Dusting attacks are “a relatively new kind of malicious activity”, Binance says.
A light dusting
A dusting attack involves sprinkling cryptocurrency wallets with a light dusting of tiny amounts of free money as part of an effort to identify the owners and connect multiple wallets. The definition of dust in cryptocurrency is an amount of crypto that’s below the transaction fee needed to send it.
“After dusting multiple addresses, the next step of a dusting attack involves a combined analysis of those various addresses in an attempt to identify which ones belong to the same wallet,” Binance explains. “The goal is to eventually be able to link the dusted addresses and wallets to their respective companies or individuals. If successful, the attackers may use this knowledge against their targets, either through elaborate phishing attacks or cyber-extortion threats.”
How does dusting let you de-anonymise wallets?
But the blockchain is public anyway, right? So what do attackers get from all this dust that they can’t get from just looking at the blockchain? The answer has to do with the unspent transaction outputs (UTXO) system used by Bitcoin, Litecoin and others.
This system is basically how the Bitcoin blockchain “thinks about” the money in its network and builds a complete transaction history for every coin in existence.
At any given time, all the money in your wallet is an unspent transaction output. It’s in your wallet because it hasn’t been spent yet – hence the name. When you add up every UTXO in existence, you’re just adding up all the wallet balances in existence.
Your UTXOs and your wallet balance will always be the same amount, but they aren’t the same thing.
This is because most Bitcoin (and Litecoin and other) wallets work by allowing you to generate an almost limitless amount of new addresses for each transaction, all through a single easy wallet interface and a single seed phrase.

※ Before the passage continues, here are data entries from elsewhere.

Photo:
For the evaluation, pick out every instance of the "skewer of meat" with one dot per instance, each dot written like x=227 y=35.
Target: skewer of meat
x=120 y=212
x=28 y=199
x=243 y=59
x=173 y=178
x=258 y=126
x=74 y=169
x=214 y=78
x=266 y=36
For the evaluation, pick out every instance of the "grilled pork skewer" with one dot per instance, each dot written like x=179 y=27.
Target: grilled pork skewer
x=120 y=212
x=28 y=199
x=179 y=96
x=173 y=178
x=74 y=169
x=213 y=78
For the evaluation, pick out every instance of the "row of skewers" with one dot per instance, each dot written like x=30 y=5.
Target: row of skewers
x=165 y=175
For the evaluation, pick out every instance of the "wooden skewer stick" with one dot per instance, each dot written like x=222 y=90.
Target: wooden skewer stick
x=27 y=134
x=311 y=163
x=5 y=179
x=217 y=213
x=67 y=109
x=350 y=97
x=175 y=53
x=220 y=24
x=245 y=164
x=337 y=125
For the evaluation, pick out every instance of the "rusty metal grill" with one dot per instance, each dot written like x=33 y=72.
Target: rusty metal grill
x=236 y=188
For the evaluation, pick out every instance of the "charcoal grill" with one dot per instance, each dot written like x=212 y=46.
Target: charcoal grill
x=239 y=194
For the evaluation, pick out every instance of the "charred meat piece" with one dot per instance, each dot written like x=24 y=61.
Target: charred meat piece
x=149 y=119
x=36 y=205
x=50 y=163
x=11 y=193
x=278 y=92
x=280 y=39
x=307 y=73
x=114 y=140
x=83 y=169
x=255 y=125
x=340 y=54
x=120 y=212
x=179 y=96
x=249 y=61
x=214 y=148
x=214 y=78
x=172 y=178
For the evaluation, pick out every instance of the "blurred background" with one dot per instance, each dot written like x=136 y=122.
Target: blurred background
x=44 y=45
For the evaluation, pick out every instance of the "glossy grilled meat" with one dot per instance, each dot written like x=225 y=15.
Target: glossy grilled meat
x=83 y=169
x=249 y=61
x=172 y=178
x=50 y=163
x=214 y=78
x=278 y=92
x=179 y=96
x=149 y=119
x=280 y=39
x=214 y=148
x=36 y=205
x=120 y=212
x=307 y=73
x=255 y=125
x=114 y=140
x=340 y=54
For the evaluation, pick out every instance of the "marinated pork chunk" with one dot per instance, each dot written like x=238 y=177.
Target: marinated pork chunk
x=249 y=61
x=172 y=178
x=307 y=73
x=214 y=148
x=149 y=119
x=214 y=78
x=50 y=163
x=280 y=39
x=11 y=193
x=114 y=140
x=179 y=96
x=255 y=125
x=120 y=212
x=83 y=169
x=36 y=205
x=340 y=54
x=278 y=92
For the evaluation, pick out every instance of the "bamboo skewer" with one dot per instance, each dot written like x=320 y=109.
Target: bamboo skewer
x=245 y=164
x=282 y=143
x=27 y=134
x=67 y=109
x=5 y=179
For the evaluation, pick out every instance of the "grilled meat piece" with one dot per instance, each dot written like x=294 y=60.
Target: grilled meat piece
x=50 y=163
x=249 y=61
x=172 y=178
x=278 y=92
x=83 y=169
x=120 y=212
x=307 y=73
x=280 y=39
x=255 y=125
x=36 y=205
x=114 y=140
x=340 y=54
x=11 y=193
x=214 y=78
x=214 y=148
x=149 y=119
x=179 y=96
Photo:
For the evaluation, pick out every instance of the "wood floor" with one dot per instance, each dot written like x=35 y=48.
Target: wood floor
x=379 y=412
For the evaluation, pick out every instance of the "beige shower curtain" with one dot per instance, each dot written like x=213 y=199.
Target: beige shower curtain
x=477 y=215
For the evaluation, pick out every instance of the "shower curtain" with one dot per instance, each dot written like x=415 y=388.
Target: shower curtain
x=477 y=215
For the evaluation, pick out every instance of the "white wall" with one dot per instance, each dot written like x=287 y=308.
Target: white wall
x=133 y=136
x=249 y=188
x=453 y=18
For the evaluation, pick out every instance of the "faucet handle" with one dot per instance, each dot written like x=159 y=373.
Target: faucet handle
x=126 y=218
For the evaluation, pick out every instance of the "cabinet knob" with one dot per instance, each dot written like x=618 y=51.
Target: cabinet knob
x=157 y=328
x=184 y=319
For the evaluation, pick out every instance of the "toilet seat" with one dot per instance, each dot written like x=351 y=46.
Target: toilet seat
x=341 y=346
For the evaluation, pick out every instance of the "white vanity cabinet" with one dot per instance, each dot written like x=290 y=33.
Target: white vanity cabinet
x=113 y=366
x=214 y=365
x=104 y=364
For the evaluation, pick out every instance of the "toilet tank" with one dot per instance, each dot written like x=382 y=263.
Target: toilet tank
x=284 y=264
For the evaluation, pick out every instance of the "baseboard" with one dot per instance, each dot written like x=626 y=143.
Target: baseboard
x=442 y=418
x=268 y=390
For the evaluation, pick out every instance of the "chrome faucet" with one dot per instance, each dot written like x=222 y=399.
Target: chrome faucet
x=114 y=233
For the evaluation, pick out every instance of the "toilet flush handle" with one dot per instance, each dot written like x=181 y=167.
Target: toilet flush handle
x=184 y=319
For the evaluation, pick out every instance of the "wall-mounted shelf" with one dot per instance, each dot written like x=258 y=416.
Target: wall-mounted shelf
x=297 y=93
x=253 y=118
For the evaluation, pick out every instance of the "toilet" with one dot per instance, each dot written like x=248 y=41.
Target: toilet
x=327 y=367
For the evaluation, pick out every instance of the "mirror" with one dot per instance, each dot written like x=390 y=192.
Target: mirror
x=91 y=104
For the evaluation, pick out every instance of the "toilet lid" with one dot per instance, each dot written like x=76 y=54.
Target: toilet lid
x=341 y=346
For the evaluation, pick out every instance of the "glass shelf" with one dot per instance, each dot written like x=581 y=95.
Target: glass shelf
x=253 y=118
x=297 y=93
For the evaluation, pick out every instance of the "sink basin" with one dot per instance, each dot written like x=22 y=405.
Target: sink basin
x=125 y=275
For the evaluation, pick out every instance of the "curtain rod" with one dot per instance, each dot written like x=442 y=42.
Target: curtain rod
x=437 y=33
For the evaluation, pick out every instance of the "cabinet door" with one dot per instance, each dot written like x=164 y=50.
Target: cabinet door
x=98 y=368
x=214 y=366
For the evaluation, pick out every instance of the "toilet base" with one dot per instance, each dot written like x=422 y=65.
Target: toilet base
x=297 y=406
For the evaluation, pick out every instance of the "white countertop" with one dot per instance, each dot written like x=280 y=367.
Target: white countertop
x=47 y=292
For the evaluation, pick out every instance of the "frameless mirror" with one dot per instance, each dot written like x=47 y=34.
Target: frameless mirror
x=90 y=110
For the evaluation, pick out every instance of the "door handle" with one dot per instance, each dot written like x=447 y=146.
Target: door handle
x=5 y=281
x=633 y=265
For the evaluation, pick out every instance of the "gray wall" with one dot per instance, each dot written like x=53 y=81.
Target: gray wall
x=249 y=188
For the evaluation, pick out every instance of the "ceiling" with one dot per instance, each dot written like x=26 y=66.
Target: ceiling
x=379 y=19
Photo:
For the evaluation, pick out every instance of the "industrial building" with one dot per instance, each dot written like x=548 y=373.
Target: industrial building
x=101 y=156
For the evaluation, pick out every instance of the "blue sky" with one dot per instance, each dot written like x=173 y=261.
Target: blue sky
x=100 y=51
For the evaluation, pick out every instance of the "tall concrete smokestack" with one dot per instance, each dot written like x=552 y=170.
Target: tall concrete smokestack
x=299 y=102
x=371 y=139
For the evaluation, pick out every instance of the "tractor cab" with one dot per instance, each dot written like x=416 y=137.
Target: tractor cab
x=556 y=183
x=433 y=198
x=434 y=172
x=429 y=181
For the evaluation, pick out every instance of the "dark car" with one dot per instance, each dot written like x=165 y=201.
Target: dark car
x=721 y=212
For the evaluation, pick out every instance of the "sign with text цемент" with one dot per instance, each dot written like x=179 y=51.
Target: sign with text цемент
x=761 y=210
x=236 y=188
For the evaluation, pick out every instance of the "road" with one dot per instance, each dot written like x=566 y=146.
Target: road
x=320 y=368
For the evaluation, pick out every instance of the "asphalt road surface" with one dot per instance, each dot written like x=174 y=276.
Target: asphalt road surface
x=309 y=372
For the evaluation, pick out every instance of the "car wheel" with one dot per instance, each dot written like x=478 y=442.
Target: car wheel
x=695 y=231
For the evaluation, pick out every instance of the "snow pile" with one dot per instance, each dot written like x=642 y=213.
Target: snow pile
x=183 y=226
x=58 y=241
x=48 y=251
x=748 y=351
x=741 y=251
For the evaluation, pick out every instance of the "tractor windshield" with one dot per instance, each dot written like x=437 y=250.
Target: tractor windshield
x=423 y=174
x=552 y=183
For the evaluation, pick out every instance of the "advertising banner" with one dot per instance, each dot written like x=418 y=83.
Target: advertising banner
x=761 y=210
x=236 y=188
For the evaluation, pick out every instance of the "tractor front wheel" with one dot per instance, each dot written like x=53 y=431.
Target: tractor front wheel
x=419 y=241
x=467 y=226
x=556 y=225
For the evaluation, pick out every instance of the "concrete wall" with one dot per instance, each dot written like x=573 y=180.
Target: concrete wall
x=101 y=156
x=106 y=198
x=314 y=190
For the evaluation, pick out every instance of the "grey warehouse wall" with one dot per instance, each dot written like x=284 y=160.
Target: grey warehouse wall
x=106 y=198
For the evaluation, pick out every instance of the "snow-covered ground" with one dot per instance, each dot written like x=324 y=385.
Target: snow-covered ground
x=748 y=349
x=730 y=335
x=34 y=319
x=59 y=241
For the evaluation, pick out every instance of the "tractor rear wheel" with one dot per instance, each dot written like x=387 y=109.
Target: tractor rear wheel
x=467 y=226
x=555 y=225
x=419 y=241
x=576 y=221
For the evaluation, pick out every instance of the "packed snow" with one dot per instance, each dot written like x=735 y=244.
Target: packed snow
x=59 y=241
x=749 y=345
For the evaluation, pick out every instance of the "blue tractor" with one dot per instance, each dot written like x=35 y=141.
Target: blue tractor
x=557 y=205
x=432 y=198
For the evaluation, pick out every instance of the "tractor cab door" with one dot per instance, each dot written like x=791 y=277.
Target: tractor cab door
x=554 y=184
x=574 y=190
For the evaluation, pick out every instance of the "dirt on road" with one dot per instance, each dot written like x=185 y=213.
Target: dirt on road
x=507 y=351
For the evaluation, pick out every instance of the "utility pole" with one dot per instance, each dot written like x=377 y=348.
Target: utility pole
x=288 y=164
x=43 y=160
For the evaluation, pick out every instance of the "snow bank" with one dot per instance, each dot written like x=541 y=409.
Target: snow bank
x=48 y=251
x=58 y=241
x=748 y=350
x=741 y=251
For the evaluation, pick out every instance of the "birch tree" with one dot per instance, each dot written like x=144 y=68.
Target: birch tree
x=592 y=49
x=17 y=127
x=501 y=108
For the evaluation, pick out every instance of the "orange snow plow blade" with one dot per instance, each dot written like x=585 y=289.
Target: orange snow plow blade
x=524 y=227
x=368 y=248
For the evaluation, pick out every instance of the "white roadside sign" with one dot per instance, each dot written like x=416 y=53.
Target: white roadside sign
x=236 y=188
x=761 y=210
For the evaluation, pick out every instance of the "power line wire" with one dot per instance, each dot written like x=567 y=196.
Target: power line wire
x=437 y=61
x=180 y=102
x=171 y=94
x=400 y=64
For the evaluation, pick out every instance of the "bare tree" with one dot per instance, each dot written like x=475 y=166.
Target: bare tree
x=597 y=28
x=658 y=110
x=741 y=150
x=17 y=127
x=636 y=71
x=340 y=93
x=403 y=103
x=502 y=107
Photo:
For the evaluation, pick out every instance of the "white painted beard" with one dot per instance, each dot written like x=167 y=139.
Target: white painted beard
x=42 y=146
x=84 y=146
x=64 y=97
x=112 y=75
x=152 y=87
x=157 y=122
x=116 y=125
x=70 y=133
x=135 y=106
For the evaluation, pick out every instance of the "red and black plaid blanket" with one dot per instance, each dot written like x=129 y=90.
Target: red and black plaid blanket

The Bitcoin whitepaper gives a nod to this, by specifically saying: “as an additional firewall, a new key pair should be used for each transaction to keep them from being linked to a common owner.”
This is what the now-standard “hierarchical deterministic wallet” is. It’s a wallet that generates new addresses for each transaction to better protect your privacy.
- UTXO: The unspent transaction output associated with a specific transaction that entered the wallet.
- A Bitcoin wallet balance: The combined UTXO of all the keys associated with a specific Bitcoin wallet.
The point of a dusting attack is to tie together a bunch of different addresses and identify them as belonging to the same wallet owner. The reason the dust helps is because wallets will automatically sweep together a bunch of UTXOs from different addresses.
Essentially, an attacker will sprinkle that dust over a bunch of different wallets, and then watch that dust to see how much of it gets swept up into the same transaction. If it does, the attacker can conclude that the same person owns all of those addresses.
Non-nefarious UTXO analysis
Basically, outgoing transactions destroy UTXOs, and then create new ones on the receiver’s end. This means there are also some non-nefarious things you can do by analysing UTXOs, which can present interesting insights.
For example, here’s a comparison of UTXOs in Bitcoin (top left), Bitcoin Cash (top right) and Litecoin (bottom).
We can observe a few interesting things from this, and jump to a few conclusions.
The following are some observations we can make from the data:
- BTC and BCH UTXOs were identical pre-fork (duh). Then BCH’s UTXO rate immediately plateaued following the fork before picking up again later. However, the BTC UTXO count just kept right on growing.
- The 2013 and 2015 bull runs both saw quick spikes in UTXO count.
- Most Litecoin UTXOs were created almost immediately after creation.
Based on that, we can jump to the following conclusions:
- Bitcoin Cash was much less used than Bitcoin immediately following the fork.
- Bitcoin usage is growing extremely quickly.
- Litecoin saw almost all its use immediately after creation and didn’t do much of anything until it caught attention in late 2017.
This might be true once again, with Litecoin creator Charlie Lee recently conceding that “the honest truth is that no one is interested in working on Litecoin protocol development work”.
Of course, you have to be cautious with it given how many factors play into UTXO count.
For example, the more expensive a coin is the more UTXOs will be created for the same fiat currency transaction size. There are also a lot of different ways wallets handle UTXOs, and depending on which wallet is most popular, you might get different outcomes:
- The Bitcoin Core wallet tries to find a perfect UTXO match for the amount you want to send and aims to reduce the amount of spare change generated for new transactions.
- Bread Wallet uses a simple “first in first out” system.
- Mycelium and Electrum use a similar “first in first out” system, while also trying to prune small UTXOs where possible.
And then you have factors such as dust attacks, which very specifically result in the creation of countless new UTXOs.
Disclosure: The author holds BNB and BTC at the time of writing.